In no time, I had a drawer of three tiny piles of underwear, all neatly folded like envelopes. This was more than just satisfying. A tiny chasm opened in my soul and peace began to trickle in. I felt lighter.
This was such a lovely feeling that I moved onto cull my closets, which led to sorting through my papers and files. Eventually, I gained enough momentum to revamp or toss entire photo albums. Do I need to keep photos of five-boyfriends-ago? No. I tossed them as quickly as I tossed their matching gotchies.

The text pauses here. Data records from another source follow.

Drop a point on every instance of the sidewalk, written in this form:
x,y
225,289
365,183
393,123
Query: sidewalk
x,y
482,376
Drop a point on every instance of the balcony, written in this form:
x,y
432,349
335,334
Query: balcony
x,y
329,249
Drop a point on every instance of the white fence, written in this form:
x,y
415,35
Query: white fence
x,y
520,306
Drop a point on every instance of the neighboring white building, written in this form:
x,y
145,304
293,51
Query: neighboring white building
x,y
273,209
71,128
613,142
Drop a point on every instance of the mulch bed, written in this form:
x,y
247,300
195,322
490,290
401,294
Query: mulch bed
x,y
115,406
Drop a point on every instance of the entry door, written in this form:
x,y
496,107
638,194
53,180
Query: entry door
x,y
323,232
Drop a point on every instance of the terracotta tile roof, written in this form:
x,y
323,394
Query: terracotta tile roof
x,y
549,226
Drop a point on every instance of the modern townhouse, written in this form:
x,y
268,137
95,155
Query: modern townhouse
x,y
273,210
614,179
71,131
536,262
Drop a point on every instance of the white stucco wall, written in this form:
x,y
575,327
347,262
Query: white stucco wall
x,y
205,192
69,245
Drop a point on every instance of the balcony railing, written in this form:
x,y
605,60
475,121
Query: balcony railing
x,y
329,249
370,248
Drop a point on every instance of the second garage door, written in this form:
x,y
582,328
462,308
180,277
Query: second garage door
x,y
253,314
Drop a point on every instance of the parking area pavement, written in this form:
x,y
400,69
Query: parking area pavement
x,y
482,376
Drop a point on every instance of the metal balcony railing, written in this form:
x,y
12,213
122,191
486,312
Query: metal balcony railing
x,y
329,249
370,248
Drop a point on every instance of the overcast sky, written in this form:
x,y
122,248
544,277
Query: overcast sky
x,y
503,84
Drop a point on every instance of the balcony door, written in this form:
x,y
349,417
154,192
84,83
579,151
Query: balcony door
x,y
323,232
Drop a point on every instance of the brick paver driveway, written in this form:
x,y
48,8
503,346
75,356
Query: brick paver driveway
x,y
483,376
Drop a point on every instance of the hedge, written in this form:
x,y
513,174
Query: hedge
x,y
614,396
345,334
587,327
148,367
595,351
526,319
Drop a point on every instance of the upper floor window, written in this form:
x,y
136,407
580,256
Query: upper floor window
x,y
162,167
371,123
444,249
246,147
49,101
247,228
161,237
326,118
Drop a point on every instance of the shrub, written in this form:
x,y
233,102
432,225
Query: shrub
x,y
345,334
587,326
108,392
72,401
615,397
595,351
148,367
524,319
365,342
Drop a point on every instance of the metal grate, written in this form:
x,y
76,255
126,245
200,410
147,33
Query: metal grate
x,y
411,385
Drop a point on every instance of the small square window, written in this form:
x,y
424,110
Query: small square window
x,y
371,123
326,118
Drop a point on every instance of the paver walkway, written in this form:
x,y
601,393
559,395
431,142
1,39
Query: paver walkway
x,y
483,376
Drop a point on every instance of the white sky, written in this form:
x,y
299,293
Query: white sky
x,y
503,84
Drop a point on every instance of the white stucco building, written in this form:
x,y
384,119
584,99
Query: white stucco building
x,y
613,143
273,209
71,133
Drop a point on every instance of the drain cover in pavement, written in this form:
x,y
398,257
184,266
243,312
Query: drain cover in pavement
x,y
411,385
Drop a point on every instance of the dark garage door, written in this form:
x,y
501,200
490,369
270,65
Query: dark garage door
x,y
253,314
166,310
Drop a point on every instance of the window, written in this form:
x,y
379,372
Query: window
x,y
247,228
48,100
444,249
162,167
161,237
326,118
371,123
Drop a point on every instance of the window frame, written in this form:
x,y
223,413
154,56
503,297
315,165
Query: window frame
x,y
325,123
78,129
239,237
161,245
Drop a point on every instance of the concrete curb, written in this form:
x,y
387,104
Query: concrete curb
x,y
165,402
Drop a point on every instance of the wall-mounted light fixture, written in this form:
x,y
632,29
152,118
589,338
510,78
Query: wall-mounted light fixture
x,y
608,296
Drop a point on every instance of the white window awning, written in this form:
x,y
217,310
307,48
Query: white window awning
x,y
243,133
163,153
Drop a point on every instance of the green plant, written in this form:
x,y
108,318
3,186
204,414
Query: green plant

With each bag I dropped off at the thrift store, with each pile of papers I shredded, with each drawer that became empty or sparse, that chasm of peace opened wider. And it stayed that way. I was no longer hypnotized by the fallacy that material things bring happiness. They don’t. (Except for Apple products and soft bed sheets.)
I found great satisfaction in crossing tasks off my list as long as I gave myself enough time to do so. I think that’s the trick with lists. One needs to be gentle with timelines. The lists morphed from lists of unfinished tasks to calculations on how much money I could save by a certain date. They morphed again when I printed out a map of Europe and taped it on the inside cover of my journal. My lists became names of places to visit.
By the end of 2010, I got my apartment down to the one suitcase and carry-on I now use to travel the world. Toni Morrison was right when she said, “You wanna fly, you got to give up the shit that weighs you down.”
When I started this journey, I didn’t know I wanted to fly. But in giving up the shit that weighed me down, I felt so light that flying seemed like the most natural thing to do in the world.
And the creative pursuit? Turns out it was this blog. Turns out it was writing all along.